Ярре неожиданно покорно склонил голову, в тусклом свете факела болезненно-горько сверкнули седые пряди.
? Да, мой господин!
Уже передав узкий позолоченный цилиндр, замкнутый его печатью, Ремигий неожиданно сказал:
? Я прошу Императора об отставке. Думаю, если он примет ее, то мир Империи станет для меня недоступен…
Сотник со свистом втянул в себя воздух, чтобы скрыть гнев и раздражение. Что еще бросит любящий безумец к ногам нечеловека?
? Это не из-за Эйзе, правда. Просто… Видимо, пришло время… Да… Так…
? Если Император примет вашу отставку и не казнит вас, вспомните о том, о чем мы говорили недавно. Нам с Лисом тоже нет места в мире Империи.
Наместник мрачно усмехнулся. Император не казнит. Достаточно будет того позора, который падет на голову труса и отступника… И, тем не менее. По-другому просто невозможно…
После такой тяжелой ночи очень трудно просыпаться рядом друг с другом, улавливать неровное сонное дыхание ненавистного возлюбленного убийцы, встречать его взгляд. И все же… Мыш словно приманивал Наместника как опытный охотник – на манок жалости, доверия, любви. Чем был для него Ремигий, воин давно перестал предполагать. Твари людьми НЕ БЫЛИ, и не подлежали ни людскому одобрению, ни людскому осуждению.

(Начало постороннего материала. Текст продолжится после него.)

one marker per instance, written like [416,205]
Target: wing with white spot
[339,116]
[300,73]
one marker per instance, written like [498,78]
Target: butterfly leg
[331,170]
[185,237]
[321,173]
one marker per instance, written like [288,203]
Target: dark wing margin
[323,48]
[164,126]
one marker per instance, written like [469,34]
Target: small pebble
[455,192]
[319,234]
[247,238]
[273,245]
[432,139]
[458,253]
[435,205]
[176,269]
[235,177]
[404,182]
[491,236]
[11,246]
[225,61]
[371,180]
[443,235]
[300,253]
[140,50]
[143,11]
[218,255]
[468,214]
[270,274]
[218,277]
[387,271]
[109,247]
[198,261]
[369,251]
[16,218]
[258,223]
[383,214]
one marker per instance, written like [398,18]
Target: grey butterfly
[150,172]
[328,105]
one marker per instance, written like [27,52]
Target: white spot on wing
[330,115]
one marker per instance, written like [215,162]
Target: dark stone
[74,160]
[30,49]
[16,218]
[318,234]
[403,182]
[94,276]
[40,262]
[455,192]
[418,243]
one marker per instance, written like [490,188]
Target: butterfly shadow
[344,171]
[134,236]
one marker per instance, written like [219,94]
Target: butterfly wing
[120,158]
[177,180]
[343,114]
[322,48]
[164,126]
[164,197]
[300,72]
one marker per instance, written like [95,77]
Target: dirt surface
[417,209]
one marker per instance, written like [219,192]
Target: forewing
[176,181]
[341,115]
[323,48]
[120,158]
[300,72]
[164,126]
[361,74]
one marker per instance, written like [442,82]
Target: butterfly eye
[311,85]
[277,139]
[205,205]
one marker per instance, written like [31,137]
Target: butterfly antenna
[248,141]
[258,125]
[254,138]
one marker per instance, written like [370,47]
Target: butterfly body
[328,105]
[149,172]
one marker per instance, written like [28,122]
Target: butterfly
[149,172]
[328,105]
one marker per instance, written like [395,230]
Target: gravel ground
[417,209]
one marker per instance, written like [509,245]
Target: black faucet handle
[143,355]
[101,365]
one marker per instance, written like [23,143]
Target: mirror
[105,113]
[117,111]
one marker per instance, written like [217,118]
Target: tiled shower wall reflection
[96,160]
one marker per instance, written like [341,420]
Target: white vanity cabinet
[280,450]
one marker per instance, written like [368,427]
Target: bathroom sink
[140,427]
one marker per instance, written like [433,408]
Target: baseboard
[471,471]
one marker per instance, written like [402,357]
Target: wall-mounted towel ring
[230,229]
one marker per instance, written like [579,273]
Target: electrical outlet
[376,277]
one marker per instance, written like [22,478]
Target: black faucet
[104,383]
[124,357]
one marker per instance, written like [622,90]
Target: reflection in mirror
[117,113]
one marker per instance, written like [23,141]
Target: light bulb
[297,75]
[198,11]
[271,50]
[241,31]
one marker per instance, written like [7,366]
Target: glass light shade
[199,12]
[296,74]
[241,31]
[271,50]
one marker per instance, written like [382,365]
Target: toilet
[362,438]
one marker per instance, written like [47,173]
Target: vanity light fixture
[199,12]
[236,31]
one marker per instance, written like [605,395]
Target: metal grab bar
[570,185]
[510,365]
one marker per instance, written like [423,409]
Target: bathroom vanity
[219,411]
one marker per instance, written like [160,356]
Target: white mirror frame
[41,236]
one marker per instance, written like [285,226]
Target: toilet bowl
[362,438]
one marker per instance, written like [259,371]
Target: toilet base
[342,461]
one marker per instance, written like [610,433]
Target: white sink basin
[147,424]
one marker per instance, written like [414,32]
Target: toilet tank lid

Они просто были другими, и это была суть отношений между Наместником и воином из рода тварей.
Странное дело, но что-то подобное чувству уважения шевельнулось в груди воина, когда при неверном свете масляной лампы ночью он всматривался в лицо Эйзе. Мыш действительно оказался не ребенком, не подростком. Юноша, ставший на его глазах молодым мужчиной, переживший за краткие месяцы плен, насилие, зарождение любви Наместника, исполнивший долг перед своим народом, горько расплатившийся за это своей кровью. Отлично сыгравший в любовь с человеком. Тут лицо воина повело судорогой. Все возвращалось в той же мере, в какой было до встречи с Мышом. Каждое деяние должно быть оплачено. Вот Наместник и платил полной мерой за все насилие, что он сотворил в своей жизни, и, по великой глумливой воле богов, плата была чрезмерной – полюбить, рассчитывая на взаимность, и осознать, что все надежды оказались огромной ложью. Лучше бы Мыш умер тогда, при рождении наследника! По крайней мере, с такой карой пришлось бы привычно смириться… Или нет? Это сейчас, когда живой Мыш рядом, вырывается из-под его власти и не хочет его объятий, можно думать о подобном. Месяц назад, если бы Мыша не стало…
По лицу Эйзе пробежала нервная судорога, он зашевелился, пытаясь проснуться… Ремигий совсем забыл, что тварь отлично чувствовал его эмоции, и сейчас отголоски боли человека беспокоили его.
– Спи, спи, еще ночь, до утра далеко…
Сколько раз он шепотом успокаивал своего возлюбленного? Да и не перечесть. А вот сейчас, видимо, последний. В запале обиды, страсти, горя так легко принять безумное решение. Зачем он пытается удержать Эйзе сейчас, ведь уже посторонним видно, насколько отвратительна для твари близость Наместника. Ну да, да, можно заставить его быть рядом, лгать по-прежнему и телом, и речами, но зачем? Чтобы ложь, словно спрятанная в дарах убийцы змея, раз за разом жалила в самое сердце? Чтобы становилось все больнее? Лучше бы ты умер, мой возлюбленный! Или я… Тогда, в бою, вместе со своей сотней. Империя бы проиграла тварям бой, вот и все, что случилось бы! Холодное бесстрастие осеннего утра над мертвыми телами… И теплых деньков с лживым мальчишкой рядом не было бы! И позора, который неминуемо рухнет на Цезариона и сломает гордую спину навсегда, не было бы. Захочешь смерти сам… Да, все верно. Решение принято самоубийственное. С Императором никто никогда так обращаться не смел. Усмешка уродливо скривила надменные губы Наместника.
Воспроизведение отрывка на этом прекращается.